You've gotta wonder why the evil, demon-run, army-equipped corporation is starting their bid for world domination with the scrap-heap that used to be Tokyo, but then I guess Tokyo is by definition where all demon invasions must start. Maybe it's in the demon corporate charter somewhere.
How they manage to cram that much crazy into 45 minutes of anime consists basically of a complete lack of background or personality and a whole lotta mayhem. Serious mayhem. There is a little teeny bit of drama, but it's mostly just an excuse to blow more stuff up.
The high point, somewhat ironically, is the interaction between our hero and Miyuki, who keeps hitting on him; the two have a fun dynamic, and Miyuki in particular has a great look, funky personality, and marvelously expressive face. The rest of the cast basically gets by purely on the "you've got to be kidding" factor, which is worth some laughs all by itself.

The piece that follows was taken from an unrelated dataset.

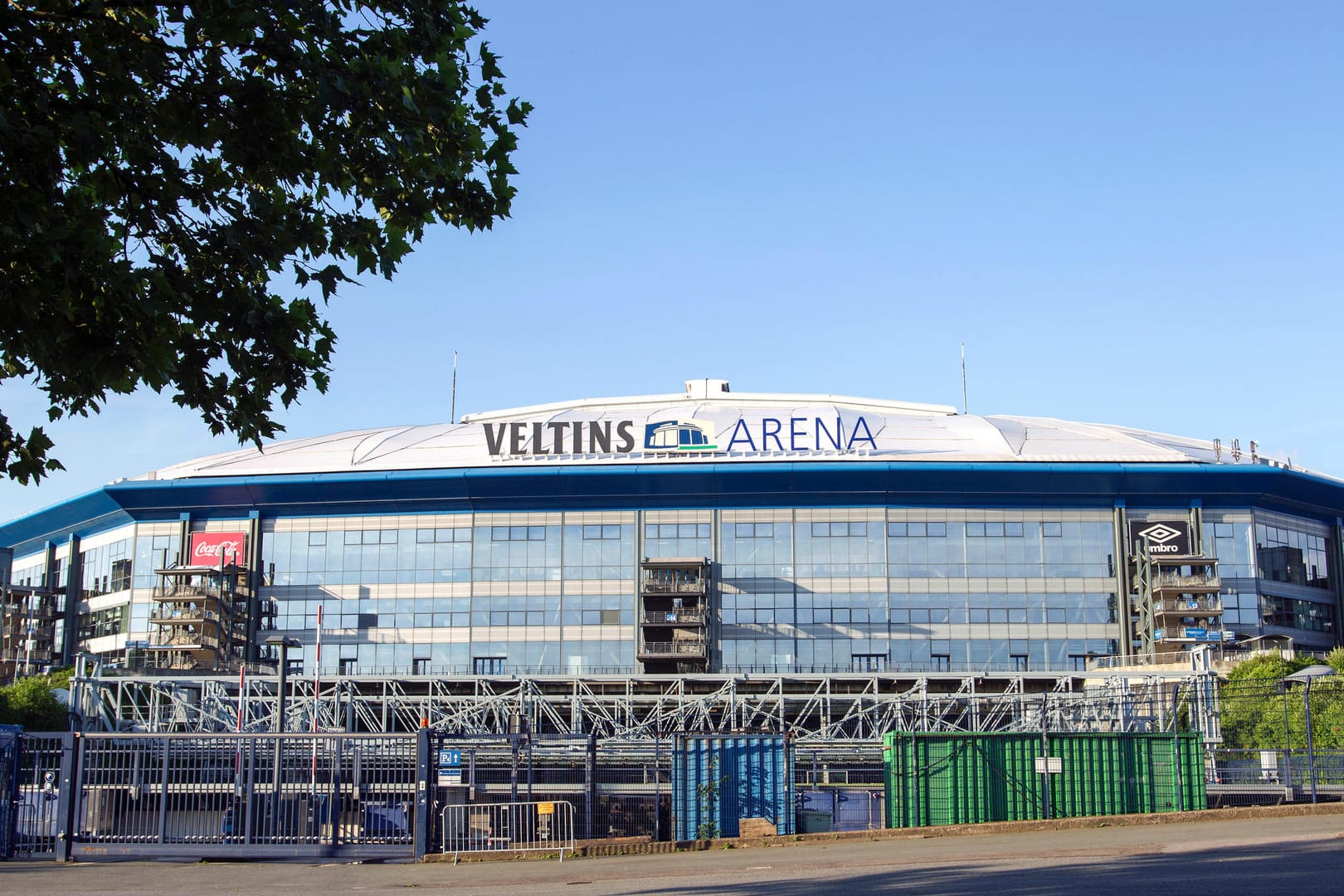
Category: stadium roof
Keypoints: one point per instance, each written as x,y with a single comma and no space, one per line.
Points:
737,427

The bad guys are sort of the same; the MTV-educated Samurai and the simpering lawyer are amusing minor villains, and the murderous bad guy is quite the opposite--not quite Silence of the Lambs psychotic, but pretty unnerving.
The only real down side is that there isn't more of it; being that it's based on the first of a lengthy series of novels, it has the feel of being set-up for a longer series. Thankfully, it does end on a final-enough note to be satisfying.
Artistically, Suikoden is surprisingly well done. The animation is very smooth, and the fight scenes (both those involving fists and plenty of heavy weapons) look great. The character designs are the most eye-catching, though--sharp, attractive features, distinctive, unusual looks, and very nicely drawn. I enjoyed the visuals entirely on the strength of the two main characters and their impressively expressive faces.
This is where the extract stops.